11/14/2008SDSC Supercomputers Provide Detailed Molecular Dynamics Simulations
Virtual Screening Leads to Real Progress in Drug Design
A version of this article was first posted October 28, 2008 on the Computing Life website of the National Institute of General Medical Sciences (NIGMS)
Trypanosoma brucei parasites (bright pink) surrounded by red blood cells (light pink) in a smear of infected blood. Courtesy of the Centers for Disease Control and Prevention/Dr. Mae Melvin
Only one new drug to treat African sleeping sickness has appeared in the past 50 years. "The biomedical significance of new drugs to treat trypanosomal diseases, which occur mainly in developing countries, would be huge," says Peter Preusch, of the National Institute of General Medical Sciences (NIGMS).
A team led by computational biologist J. Andrew McCammon of the University of California, San Diego, may offer a solution. Using resources at the San Diego Supercomputer Center on the UC San Diego campus, researchers used the highly parallelized NAMD2 molecular dynamics engine and more than 100 processors to run complex simulations. These simulations provided a better understanding of the dynamics of the RNA editing ligase enzyme, and the resulting structures were used in the virtual screening process.

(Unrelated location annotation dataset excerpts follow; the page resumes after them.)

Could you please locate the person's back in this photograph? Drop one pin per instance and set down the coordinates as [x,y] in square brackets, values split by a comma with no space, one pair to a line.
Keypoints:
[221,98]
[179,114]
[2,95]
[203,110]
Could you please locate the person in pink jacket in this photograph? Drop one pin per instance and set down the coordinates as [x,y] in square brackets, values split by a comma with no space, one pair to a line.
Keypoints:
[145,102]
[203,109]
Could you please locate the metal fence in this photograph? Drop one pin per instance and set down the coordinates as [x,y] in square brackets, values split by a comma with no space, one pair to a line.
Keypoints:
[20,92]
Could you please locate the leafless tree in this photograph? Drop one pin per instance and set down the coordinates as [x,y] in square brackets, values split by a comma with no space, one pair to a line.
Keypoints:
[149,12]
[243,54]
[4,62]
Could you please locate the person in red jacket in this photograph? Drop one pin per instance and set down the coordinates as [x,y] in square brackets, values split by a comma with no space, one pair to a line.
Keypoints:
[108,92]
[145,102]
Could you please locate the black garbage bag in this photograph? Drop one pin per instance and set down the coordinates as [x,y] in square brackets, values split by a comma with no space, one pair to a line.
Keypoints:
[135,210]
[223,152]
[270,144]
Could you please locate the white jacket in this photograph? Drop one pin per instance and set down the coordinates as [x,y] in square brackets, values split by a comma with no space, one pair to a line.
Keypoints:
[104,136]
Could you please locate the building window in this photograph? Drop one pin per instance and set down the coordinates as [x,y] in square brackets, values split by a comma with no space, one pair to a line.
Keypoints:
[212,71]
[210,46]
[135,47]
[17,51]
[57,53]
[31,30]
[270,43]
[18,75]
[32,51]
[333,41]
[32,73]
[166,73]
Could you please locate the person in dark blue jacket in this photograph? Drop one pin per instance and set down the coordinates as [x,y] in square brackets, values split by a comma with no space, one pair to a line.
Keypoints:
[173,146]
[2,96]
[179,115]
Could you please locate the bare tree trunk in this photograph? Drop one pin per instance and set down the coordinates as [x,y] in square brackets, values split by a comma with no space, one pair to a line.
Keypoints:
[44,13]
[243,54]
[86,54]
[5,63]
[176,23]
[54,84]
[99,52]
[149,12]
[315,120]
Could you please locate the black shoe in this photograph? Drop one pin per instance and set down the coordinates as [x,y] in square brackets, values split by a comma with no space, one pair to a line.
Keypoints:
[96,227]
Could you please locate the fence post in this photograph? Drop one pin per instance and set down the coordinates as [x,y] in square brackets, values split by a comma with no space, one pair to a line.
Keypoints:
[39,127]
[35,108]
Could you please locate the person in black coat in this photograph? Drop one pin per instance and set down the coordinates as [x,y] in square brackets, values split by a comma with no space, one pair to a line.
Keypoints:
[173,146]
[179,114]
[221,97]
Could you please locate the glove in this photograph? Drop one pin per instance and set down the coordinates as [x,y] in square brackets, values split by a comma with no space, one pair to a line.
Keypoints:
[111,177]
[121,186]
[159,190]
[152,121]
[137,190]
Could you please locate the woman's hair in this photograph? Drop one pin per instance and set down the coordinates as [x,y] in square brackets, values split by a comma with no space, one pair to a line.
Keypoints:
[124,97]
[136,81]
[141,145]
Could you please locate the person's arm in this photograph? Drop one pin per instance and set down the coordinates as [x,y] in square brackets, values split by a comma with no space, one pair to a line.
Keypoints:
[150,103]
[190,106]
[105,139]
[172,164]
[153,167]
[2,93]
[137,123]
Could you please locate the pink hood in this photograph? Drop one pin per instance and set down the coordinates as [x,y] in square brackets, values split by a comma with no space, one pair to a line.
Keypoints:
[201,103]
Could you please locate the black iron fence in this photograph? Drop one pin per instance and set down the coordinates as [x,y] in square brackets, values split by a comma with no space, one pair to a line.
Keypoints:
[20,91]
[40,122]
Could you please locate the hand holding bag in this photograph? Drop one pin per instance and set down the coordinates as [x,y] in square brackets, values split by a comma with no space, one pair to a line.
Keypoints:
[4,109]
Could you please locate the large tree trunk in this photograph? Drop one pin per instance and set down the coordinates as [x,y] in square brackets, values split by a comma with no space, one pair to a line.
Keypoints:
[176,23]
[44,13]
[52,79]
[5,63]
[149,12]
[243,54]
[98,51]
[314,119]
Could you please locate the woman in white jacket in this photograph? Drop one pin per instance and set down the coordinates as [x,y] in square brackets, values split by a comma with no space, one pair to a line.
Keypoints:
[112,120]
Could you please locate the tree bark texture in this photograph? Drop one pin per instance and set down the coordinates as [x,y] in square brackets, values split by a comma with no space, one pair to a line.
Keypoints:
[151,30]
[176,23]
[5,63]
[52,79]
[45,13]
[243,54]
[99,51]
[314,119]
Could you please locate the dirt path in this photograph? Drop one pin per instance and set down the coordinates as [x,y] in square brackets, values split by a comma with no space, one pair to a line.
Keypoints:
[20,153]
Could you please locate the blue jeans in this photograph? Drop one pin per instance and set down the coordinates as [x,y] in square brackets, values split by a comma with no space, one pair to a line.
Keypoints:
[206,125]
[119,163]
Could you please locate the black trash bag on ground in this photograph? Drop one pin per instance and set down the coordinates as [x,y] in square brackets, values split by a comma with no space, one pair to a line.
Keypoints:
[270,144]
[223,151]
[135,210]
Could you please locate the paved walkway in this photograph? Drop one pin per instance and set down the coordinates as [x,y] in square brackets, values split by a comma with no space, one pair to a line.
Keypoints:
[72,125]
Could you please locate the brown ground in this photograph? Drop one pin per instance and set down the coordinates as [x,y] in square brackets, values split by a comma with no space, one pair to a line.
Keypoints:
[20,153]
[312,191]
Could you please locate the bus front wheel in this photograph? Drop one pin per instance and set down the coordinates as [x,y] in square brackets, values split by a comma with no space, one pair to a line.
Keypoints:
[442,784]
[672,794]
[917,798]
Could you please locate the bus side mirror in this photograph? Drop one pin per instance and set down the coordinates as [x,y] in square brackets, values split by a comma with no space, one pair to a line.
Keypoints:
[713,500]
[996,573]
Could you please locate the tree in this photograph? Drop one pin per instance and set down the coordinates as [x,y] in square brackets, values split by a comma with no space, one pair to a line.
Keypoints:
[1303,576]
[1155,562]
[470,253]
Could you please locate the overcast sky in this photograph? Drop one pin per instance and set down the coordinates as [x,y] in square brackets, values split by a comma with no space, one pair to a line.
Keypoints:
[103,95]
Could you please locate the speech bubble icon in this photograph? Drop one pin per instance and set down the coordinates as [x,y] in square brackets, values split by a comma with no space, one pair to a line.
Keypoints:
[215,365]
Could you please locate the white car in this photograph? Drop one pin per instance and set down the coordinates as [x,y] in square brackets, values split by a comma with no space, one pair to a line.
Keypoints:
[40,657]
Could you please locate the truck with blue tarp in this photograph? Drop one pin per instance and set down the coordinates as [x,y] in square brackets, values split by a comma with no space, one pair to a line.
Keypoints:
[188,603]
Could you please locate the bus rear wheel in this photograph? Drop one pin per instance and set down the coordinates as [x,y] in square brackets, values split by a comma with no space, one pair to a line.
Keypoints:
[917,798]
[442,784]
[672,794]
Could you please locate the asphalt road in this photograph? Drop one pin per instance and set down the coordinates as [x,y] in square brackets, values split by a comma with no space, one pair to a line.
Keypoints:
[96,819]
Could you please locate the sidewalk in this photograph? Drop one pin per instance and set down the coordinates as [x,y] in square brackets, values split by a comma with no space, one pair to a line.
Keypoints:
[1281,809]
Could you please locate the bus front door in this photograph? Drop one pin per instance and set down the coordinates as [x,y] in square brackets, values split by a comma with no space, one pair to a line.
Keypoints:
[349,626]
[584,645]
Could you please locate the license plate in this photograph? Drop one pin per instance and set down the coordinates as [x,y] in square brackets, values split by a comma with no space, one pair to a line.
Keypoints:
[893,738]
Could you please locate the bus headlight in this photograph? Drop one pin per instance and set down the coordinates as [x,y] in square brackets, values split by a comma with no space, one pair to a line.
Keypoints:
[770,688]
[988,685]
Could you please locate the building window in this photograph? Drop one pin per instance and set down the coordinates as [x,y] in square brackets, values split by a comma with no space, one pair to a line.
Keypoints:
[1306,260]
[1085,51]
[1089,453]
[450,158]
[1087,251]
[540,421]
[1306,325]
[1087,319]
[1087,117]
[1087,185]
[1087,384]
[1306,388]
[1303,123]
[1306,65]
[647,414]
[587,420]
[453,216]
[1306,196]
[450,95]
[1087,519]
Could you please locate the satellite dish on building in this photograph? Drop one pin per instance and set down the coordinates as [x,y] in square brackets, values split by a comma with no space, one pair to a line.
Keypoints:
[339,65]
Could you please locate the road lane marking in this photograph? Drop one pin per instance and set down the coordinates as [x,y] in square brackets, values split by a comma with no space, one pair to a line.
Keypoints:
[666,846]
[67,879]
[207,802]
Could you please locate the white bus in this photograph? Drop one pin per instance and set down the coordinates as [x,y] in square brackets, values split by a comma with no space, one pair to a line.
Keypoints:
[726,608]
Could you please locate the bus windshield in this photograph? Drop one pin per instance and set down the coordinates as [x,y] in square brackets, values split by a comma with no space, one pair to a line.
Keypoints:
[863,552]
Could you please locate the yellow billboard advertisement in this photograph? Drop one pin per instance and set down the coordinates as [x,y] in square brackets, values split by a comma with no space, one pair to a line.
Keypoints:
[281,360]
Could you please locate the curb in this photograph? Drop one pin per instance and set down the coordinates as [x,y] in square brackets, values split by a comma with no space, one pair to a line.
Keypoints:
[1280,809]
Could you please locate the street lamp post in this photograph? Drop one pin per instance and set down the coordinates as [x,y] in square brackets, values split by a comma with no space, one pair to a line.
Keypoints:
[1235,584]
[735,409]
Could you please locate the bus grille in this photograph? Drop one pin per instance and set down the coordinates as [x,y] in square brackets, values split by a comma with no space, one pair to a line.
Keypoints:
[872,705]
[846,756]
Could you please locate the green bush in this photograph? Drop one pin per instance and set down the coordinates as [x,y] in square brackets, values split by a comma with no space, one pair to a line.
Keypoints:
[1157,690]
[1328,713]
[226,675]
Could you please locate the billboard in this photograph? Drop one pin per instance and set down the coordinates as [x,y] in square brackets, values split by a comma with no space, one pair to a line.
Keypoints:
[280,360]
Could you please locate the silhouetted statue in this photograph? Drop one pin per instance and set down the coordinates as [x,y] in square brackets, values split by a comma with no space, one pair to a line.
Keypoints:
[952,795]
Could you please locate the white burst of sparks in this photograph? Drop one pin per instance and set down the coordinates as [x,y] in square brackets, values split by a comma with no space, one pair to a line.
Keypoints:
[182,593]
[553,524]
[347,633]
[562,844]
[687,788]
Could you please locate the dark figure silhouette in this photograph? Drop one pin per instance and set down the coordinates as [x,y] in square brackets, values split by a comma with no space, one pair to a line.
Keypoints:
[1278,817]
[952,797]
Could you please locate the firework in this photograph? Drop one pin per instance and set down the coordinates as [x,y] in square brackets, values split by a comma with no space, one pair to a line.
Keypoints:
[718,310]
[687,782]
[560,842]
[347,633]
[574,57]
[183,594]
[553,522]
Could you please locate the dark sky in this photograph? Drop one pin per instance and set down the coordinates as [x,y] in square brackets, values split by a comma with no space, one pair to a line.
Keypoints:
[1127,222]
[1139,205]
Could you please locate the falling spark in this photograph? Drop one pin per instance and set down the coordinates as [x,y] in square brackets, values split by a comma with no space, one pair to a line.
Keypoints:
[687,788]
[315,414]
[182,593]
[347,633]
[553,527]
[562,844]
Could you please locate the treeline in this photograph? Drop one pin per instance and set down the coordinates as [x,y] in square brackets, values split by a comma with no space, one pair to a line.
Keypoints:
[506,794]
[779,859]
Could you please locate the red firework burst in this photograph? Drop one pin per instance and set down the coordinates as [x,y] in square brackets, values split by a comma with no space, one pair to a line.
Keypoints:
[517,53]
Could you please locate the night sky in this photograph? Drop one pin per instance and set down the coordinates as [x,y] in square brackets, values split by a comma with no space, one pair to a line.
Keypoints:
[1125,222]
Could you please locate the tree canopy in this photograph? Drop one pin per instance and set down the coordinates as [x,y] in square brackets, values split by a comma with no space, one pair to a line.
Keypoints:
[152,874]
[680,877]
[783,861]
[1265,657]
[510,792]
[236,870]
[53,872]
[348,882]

Specifically, researchers used this unique computational approach to identify five compounds that could lead to new drugs to combat the disease. The compounds block the activity of the trypanosomal REL1 enzyme, which the parasite needs to survive.
REL1 has a unique role in the trypanosome's mitochondria, the organelles that provide the parasite with energy. The enzyme joins mitochondrial messenger RNA fragments, making them whole and functional. These messages are the blueprints for making the proteins that power the mitochondria. Without REL1, some of these mitochondrial proteins are missing, which slows energy production and kills the parasite.
Model of the REL1 enzyme (in pink and purple ribbon) interacting with an RNA substrate (gold ribbon). An ATP molecule, which is necessary for the enzyme's activity, is bound to REL1. Courtesy of Rommie Amaro and J. Andrew McCammon.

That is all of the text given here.